SEC enforcement action – PlexCoin ICO
The SEC initiated its first enforcement action against an ICO in December 2017. As its initial step, and something often typical for the SEC, it obtained an emergency injunction to halt and freeze the PlexCoin ICO.
According to the SEC, the individuals operating PlexCorps violated securities laws through the fraudulent and unregistered offering of securities called "Plexcoin." The SEC alleges in its complaint that the individuals misled investors by falsely claiming that investments in PlexCoin would yield a 1,354% profit in less than 29 days. In addition, investors in the ICO were promised, among other things, that the returns would stem from the following: (i) the appreciation in value of the PlexCoin Token through investments PlexCorps would make with the proceeds of the PlexCoin ICO and based on the managerial efforts of PlexCorps' team of supposed experts; (ii) the distribution to investors of profits from the PlexCorps enterprise; and (iii) the appreciation in value of the PlexCoin Tokens based on efforts of PlexCorps' "market maintenance" team, which included listing the Token on digital asset exchanges.
PlexCorps raised about $15 million from investors throughout the United States and globally. According to the SEC, however, these funds were misappropriated to fund, among other things, extravagant personal expenditures.
SEC cease-and-desist proceeding - Munchee Inc. (MUN ICO)
Munchee Inc., a blockchain-based food review service, halted its MUN Token ICO after the SEC contacted the company and Munchee Inc., agreed to an order in which the Commission found that the ICO constituted the offer and sale of unregistered securities. According to the order, Munchee Inc. and its promoters represented that investors could expect that efforts by the company would lead to an increase the value of the Tokens. Specifically, that Munchee would develop and enhance its smartphone app and create a MUN "ecosystem" using the proceeds from the sale of MUN Tokens. Additionally, Munchee intended for MUN Tokens to trade on a secondary market, representing in its MUN white paper that it would work to ensure a secondary market for MUN Tokens.

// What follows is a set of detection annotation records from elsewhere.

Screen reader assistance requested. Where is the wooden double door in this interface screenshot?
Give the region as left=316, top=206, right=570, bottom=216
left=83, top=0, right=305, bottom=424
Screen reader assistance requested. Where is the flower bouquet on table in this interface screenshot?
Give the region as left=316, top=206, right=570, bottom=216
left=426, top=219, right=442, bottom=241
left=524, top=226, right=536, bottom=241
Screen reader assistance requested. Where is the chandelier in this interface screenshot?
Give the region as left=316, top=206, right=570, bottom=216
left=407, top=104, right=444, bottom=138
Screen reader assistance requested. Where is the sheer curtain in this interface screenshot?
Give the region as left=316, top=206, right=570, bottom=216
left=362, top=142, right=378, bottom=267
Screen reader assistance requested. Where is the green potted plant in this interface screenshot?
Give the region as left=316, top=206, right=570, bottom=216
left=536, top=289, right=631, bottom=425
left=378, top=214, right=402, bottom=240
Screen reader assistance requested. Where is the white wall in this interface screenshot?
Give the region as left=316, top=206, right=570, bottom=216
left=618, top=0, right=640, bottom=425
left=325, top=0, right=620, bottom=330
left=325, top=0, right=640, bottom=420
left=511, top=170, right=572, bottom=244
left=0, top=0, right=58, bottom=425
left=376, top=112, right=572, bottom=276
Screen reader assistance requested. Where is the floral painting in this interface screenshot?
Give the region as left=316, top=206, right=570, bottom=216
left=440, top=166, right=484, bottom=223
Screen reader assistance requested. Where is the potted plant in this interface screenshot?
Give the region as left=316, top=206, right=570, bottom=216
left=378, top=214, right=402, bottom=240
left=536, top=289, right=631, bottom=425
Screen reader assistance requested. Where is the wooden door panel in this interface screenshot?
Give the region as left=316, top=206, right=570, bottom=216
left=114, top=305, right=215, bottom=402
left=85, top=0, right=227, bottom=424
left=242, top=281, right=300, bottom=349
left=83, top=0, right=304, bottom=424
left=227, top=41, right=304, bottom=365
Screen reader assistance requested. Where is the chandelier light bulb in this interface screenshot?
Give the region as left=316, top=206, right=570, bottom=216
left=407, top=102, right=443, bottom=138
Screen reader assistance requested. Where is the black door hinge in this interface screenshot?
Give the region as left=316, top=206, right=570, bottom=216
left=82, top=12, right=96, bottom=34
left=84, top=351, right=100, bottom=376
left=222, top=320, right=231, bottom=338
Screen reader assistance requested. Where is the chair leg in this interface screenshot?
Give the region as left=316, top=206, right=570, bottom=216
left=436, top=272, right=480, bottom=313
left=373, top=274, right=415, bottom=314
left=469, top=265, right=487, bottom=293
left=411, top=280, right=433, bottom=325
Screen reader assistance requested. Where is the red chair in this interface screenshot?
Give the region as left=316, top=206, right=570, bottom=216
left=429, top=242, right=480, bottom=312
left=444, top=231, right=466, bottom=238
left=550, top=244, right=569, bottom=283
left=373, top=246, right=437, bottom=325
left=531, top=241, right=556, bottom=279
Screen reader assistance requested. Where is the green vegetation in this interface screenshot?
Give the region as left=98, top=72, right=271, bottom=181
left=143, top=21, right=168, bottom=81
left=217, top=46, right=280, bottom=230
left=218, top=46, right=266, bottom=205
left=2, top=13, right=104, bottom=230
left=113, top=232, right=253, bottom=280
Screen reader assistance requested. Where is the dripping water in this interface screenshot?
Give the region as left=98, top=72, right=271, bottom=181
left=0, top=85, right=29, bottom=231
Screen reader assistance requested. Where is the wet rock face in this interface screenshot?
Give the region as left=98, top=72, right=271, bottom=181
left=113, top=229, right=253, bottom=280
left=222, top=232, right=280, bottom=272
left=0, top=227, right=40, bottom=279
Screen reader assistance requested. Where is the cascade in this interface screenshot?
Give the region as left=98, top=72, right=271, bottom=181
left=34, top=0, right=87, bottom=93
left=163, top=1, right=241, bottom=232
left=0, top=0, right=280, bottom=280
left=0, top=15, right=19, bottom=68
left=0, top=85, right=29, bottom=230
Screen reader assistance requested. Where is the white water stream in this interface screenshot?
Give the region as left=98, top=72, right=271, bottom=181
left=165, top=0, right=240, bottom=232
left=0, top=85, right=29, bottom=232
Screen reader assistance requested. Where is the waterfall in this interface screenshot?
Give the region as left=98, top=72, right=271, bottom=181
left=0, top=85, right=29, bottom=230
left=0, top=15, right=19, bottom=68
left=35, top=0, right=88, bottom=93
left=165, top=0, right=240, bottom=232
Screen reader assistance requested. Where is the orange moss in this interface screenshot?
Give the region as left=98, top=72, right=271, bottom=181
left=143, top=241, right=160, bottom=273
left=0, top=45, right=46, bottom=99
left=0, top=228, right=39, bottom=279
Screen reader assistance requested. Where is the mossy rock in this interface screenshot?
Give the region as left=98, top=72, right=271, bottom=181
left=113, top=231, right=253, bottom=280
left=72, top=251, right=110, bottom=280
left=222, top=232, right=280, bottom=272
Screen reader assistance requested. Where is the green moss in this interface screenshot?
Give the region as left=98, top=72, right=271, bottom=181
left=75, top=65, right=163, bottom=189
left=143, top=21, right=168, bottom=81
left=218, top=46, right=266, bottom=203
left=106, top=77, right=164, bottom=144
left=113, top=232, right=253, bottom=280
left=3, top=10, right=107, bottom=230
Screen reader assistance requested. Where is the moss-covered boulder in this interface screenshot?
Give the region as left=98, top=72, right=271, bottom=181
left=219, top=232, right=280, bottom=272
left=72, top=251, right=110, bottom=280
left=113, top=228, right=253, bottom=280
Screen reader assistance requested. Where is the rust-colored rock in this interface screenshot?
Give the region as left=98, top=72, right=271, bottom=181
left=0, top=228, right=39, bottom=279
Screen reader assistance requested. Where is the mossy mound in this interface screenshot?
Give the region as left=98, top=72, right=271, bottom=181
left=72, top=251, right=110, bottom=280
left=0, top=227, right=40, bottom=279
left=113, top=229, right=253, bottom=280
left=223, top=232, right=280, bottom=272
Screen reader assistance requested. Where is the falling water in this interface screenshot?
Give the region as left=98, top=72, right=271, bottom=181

The MUN white paper also indicated that Munchee had done a Howey analysis and found that its utility Token did not pose a significant risk of implicating federal securities laws. The SEC, however, obviously disagreed. Notably, the SEC indicated that even if MUN Tokens had a practical use at the time of the offering, it would not have precluded the Token from being a security.
So you want to consider an ICO:
- These examples provide three unique and different fact patterns that outline what the SEC considers to be the sale of securities. However, there is still a lot of unknown space within this border. While it is unclear exactly where the line will be drawn for when an ICO is deemed an unlawful securities offering, the SEC will expect ICOs apply, and follow, the guidance laid out in these cases.
- While Congress simplified the regulatory structure for some start-ups, it is not clear that ICOs were contemplated. After determining that an ICO is desirable for your business, consult counsel to determine whether your facts get you to where you want to be – whether that is a securities offering or not.
- Finally, the ICO world is certainly not static. As the SEC refines its guidance, and the judicial -- and perhaps legislative – branches become involved, ICOs will receive greater scrutiny under both the SEC and consumer protection laws.